Estudiante de sociología y filosofía
Evento
“Las humanidades en…”
No hay una soledad más indecible, inenarrable, violentamente abusiva que la soledad de los ancianos, esas personas que son remitidas a un tercer estadio temporal –casi como anulándolos de su humanidad–. A casi tres meses de comunicación corpórea intermitente, producto de una inusitada peste que se cuela hasta en los intersticios de los más abarrotados hogares (es imposible no recordar a Poe y La muerte roja), el mundo entró en una suerte de “suspensión”. O eso nos hace creer los burócratas de la muerte, los interventores del oficio mortuorio. Las convexas carreteras, los centros comerciales, los parques, incluso, los recovecos más inhóspitos, rápidamente participan en las advenedizas necrópolis, ciudades de la tanatopraxia, que respiran los estertores de los muertos que conservan la vida y reverberan la fúnebre agonía.
Basta con sólo examinar los aspavientos de los medios de comunicación para cerciorarnos de que, en efecto, la vida, o más bien, su desgracia sigue, con mucho más ahínco, a través de sus medios más mortíferos.
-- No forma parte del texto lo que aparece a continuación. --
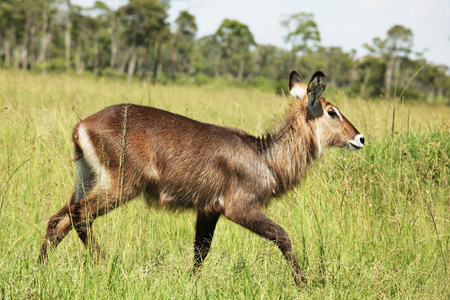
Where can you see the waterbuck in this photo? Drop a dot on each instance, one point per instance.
(176, 162)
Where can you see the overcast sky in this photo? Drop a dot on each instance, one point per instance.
(348, 24)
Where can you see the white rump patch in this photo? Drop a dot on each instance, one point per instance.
(338, 113)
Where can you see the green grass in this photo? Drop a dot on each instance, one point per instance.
(367, 224)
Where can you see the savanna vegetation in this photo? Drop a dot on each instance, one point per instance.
(137, 41)
(368, 224)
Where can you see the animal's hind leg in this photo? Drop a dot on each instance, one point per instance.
(96, 204)
(59, 225)
(204, 231)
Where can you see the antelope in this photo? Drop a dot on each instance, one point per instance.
(179, 163)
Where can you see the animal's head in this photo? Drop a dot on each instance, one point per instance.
(331, 126)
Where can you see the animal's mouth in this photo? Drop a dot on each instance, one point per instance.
(356, 144)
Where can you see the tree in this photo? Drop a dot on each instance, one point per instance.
(397, 45)
(146, 27)
(303, 33)
(235, 40)
(183, 42)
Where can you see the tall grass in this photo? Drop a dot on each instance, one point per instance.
(367, 224)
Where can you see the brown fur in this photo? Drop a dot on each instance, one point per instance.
(180, 163)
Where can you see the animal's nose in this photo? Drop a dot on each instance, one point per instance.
(361, 139)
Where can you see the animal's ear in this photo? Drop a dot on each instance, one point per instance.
(315, 89)
(297, 86)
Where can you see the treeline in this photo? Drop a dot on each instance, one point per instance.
(136, 40)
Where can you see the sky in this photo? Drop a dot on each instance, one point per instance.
(348, 24)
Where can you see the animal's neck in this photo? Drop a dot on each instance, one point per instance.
(290, 149)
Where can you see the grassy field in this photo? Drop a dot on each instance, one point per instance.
(367, 224)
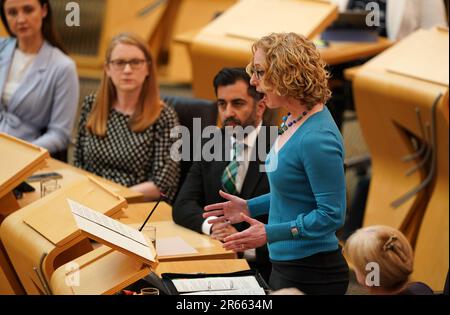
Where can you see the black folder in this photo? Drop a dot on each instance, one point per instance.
(166, 286)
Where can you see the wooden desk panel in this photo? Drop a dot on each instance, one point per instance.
(71, 174)
(203, 266)
(207, 247)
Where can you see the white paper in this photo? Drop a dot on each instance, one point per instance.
(172, 246)
(257, 291)
(216, 284)
(110, 230)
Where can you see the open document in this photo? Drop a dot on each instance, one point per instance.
(112, 233)
(247, 285)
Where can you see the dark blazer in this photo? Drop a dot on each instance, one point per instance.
(202, 186)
Los ancianos, sometidos a la fatuidad con que se les atiende y se les ignora, son las víctimas por antonomasia de este acontecimiento, objeto de una violencia inexorable que, por su misma naturaleza, pasa desapercibida –o que no queremos percibir–. Aún más: los hechos que se comunican en los diarios, como los decesos por días o el número de infectados que crece despavoridamente, parecieran ser de plástico, susceptibles de ser jalonados en su inmisericorde elasticidad. Los expertos en la oblicuidad estadística de la muerte nos dicen que los cauces que ha tomado la peste no se ha salido de su normal rumbo: “mueren los ancianos, muere esa población que el tiempo ha ajado y marchitado. No se preocupen”.
Pareciera posible intercambiar senilidad por expiración, vejez por caducidad. Pareciera que ser viejo hoy –incluso antes, mucho antes– validara una soberanía sobre la muerte sostenida en un distópico criterio pestífero. Esta agazapada nominación del muerto en vida, su declaración anticipada, es idéntica a un empréstito: se confisca la vitalidad cuando la peste hace presencia en la persona. La vileza y la maldad, que son instrumentos de la injusticia, son superpuestas por la “aceptación de los hechos”, o que es lo mismo, el “ya no se puede hacer nada”, el “esperemos a ver qué pasa”, e innumerables agresiones. El anonimato de las estadísticas, que distancian el sufrimiento de los individuos con la mera técnica numérica, ayuda a perpetuar, si se quiere, un desahucio. En el corazón del asunto, por supuesto, se halla una instrumentalización brusca, que ayuda a refrendar un lugar común de la peste: nuestro consuelo es que no estamos atravesados en el galopante ritmo de la Parca, que es al mismo tiempo, por cierto, nuestra ficticia desaprensión de ella. ¿Cuántos ya han sido declarados moribundos, cuando estos ni siquiera se perciben de esa manera? ¿A cuántos se les ha limitado la vida prematuramente?
La relación entre enfermedad y muerte, entre peste y tragedia ha sido, desde la remotidad del tiempo, una relación complicada. Susan Sontag, en La enfermedad y sus metáforas, ayuda a comprender cómo calan discursos que enajenan a los individuos de su vida. La brumosa precipitación que los ponen entre paréntesis, que los arrojan a la impotencia –casi– embalsamada.
Más allá de la facticidad del lenguaje epidemiológico, y su validez como hecho científico, importa que las humanidades hagan presencia; se entrometan, pesquen en río revuelto. La misma Susan Sontag escribe su libro a sabiendas de que posee un cáncer que le provisiona, con soberana cautela, la muerte en vida, y que en la escritura encontrará un modo de canalizar, así sea ínfimamente, una exclamación y un reclamo. Tal vez podamos ser ese consuelo, ese algo que haga algo, para aquellos que han sido conducidos al lecho de muerte, en una camilla de algún hospital –que seguramente no cuenta con insumos básicos, porque es más barato morir–, a espera de la práctica y vil declaración previamente atribuida. Es ahí, creo, donde lo humano (y, por tanto, las humanidades) reclaman la vida.